A scopo puramente prudenziale sono sospese temporaneamente dall’attività di donazione i residenti nei 10 Comuni della zona rossa: Codogno, Casalpusterlengo, Castiglione D’Adda, Castelgerundo, Fombio, Maleo, Bertonico, San Fiorano, Somaglia, Terranova dei Passerini.
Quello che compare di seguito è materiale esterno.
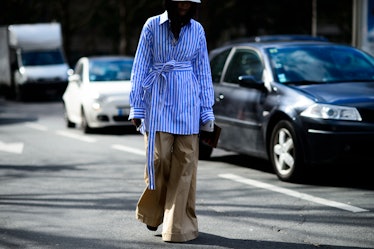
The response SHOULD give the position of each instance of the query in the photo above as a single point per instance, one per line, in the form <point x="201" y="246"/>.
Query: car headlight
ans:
<point x="324" y="111"/>
<point x="97" y="102"/>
Il presidente di Avis Regionale Lombardia, Oscar Bianchi rassicura: «I donatori devono comportarsi come sempre, seguendo il fondamentale criterio dell’autosospensione in caso di sintomi da raffreddamento e febbre o altri sintomi simili.  Si dona il sangue solo quando si è in buona salute, quindi è opportuno avere la sensibilità di comunicare alla struttura trasfusionale se tali sintomi sono comparsi nei 15 giorni dopo la donazione. A tutti i donatori raccomando di informare il servizio trasfusionale di riferimento in caso di comparsa di sintomi compatibili con l’infezione da ‘Coronavirus’ o in caso di diagnosi, nei 14 giorni successivi ad una donazione. Vige il principio di massima precauzione, ma è importante ribadire che il nostro sistema trasfusionale è sicuro e di qualità».

Anche nel Nordmilano, il centro trasfusionale dell’ospedale di Sesto San Giovanni è regolarmente aperto secondo i consueti orari e con le stesse modalità di prenotazione. «Grazie a tutti per il vostro indispensabile gesto di solidarietà… senza sangue tanti ammalati non possono essere curati», scrivono da Avis Sesto San Giovanni.

Sul sito di Avis regionale www.avislombardia.it è pubblicato il pieghevole informativo del Ministero della Salute e dell’Istituto Superiore di Sanità su sintomi e prevenzione del Coronavirus.